Research over the last couple of weeks, indicates that arguments about the authenticity of these words date back to the early centuries of Christianity. They are NOT found in the KJV because the extra words are not in the Greek "Textus Receptus" used to translate the KJV.

I was not able to find exact numbers, but research suggests that the number of ancient Greek manuscripts which do contain the extra words is very small, compared with the several thousand which don‘t. Greek manuscripts which do have these extra words, include the "Codex Vaticanus", and "Codex Sinaiticus", which are two of the oldest manuscripts discovered. They are said to be found in some Old Latin translations which predate Jerome‘s 5th century "Latin Vulgate". I have read that they also appear in earlier versions of the Vulgate. However they are not in the Latin text of the Vulgate version which I have on my computer in the "Online Bible". They are also said to be included in some ancient translations into the Syriac, Armenian, Ethiopian, and Gothic languages.

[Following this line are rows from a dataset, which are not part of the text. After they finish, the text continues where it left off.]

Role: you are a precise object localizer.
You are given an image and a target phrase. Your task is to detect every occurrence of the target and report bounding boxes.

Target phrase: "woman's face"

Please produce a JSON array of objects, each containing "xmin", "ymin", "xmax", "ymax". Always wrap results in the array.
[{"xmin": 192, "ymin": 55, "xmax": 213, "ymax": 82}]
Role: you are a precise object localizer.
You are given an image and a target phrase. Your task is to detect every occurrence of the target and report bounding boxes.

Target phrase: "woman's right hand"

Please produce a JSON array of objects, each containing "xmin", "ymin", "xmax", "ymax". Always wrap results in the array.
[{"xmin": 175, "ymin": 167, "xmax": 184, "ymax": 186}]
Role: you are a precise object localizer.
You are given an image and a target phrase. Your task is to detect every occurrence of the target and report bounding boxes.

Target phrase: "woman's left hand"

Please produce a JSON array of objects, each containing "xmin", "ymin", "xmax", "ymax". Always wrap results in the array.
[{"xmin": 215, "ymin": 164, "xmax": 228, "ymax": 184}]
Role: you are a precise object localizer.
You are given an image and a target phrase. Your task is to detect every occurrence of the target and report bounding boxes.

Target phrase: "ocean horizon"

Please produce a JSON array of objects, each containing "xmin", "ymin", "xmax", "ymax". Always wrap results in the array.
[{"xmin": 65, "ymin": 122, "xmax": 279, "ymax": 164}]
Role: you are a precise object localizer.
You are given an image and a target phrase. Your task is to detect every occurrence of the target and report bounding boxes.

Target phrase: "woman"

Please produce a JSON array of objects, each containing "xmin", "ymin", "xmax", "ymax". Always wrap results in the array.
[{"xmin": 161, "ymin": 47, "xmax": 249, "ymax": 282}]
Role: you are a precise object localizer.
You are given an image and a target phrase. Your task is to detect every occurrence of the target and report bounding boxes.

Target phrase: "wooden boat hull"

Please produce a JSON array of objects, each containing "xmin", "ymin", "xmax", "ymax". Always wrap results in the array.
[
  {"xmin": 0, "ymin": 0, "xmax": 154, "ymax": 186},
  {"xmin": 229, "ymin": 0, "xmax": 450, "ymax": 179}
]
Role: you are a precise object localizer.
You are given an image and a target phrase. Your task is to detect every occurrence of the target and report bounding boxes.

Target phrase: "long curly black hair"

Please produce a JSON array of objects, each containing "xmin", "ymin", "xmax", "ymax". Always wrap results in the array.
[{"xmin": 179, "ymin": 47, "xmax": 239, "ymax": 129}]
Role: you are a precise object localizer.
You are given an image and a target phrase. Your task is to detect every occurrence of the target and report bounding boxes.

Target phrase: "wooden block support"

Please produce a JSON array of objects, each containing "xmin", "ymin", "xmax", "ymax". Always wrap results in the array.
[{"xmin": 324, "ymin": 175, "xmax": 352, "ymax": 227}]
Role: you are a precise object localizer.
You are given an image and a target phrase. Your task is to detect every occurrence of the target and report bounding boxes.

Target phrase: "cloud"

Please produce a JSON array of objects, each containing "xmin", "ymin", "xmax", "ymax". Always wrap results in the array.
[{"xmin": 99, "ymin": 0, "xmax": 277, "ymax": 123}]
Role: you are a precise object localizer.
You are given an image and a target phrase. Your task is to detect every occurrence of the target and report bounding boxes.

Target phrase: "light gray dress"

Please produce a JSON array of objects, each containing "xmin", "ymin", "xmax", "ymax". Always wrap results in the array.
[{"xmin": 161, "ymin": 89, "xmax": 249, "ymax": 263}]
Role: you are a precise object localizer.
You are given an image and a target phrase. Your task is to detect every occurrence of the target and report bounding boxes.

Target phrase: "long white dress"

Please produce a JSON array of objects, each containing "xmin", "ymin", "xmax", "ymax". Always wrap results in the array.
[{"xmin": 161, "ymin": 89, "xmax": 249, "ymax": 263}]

The extra words are noted by compilers of more recent Greek texts, but seem to have been largely rejected by translators of modern versions as of doubtful authenticity. They are found in only a very few English translations. The RSV, NASB, NRSV, and Emphatic Diaglott have them as footnotes. Moffatt, Weymouth, and Fenton, include them in the main text without comment. There may be a few other lesser known versions which also include them.

There are some who make the dubious claim that because Vaticanus and Sinaiticus are the oldest manuscripts we have, they MUST be more accurate -- and that therefore the extra words in Matt 27:49, MUST be authentic.

Of course this sort of argument is wishful thinking at best! How can mere age guarantee better accuracy? As a matter of fact, we can‘t even claim that those two older versions are identical. They are not! While they do both contain these words, there are many significant variations between the two. Not only that, experts tell us that Vaticanus has been overwritten, corrected, and amended in many places, by a later hand.

Compilers of the latest Greek texts seem to place a great deal of dependence on these two manuscripts. However, as we noted above, only a very few modern translations include these extra words in their English text. Many respected scholars regard them as probably introduced from John 19:34 by an over zealous scribe, trying to "harmonise" the two gospels, but getting it wrong.

The pros and cons of authenticity, and reliability, would seem to be a topic far beyond the ability of the average layman. When the experts differ, how does the layman presume to decide which of them is right? Even for experts, at this great distance in time, there is simply no way to prove it beyond doubt, one way or the other.

The REAL question we must ask is this -- Does it matter? If this is so important, why has God permitted it to be left out of the vast majority of Greek manuscripts, and English translations?

In fact we shall find that it does matter a great deal. If the reading is retained, it introduces a major contradiction with John 19:34, which says quite clearly that Jesus was already dead, BEFORE the soldier pierced His side.

To get around that problem of possible conflict with John 19:34, the article claimed that the Greek verb used by John, ("ENUZEN" - translated "pierced") is in what is called the "Greek Aorist tense", and that this means that the word has been translated incorrectly. They say that it should be translated "had pierced". (Which would allow them to say that John meant that Jesus was still alive when He was speared)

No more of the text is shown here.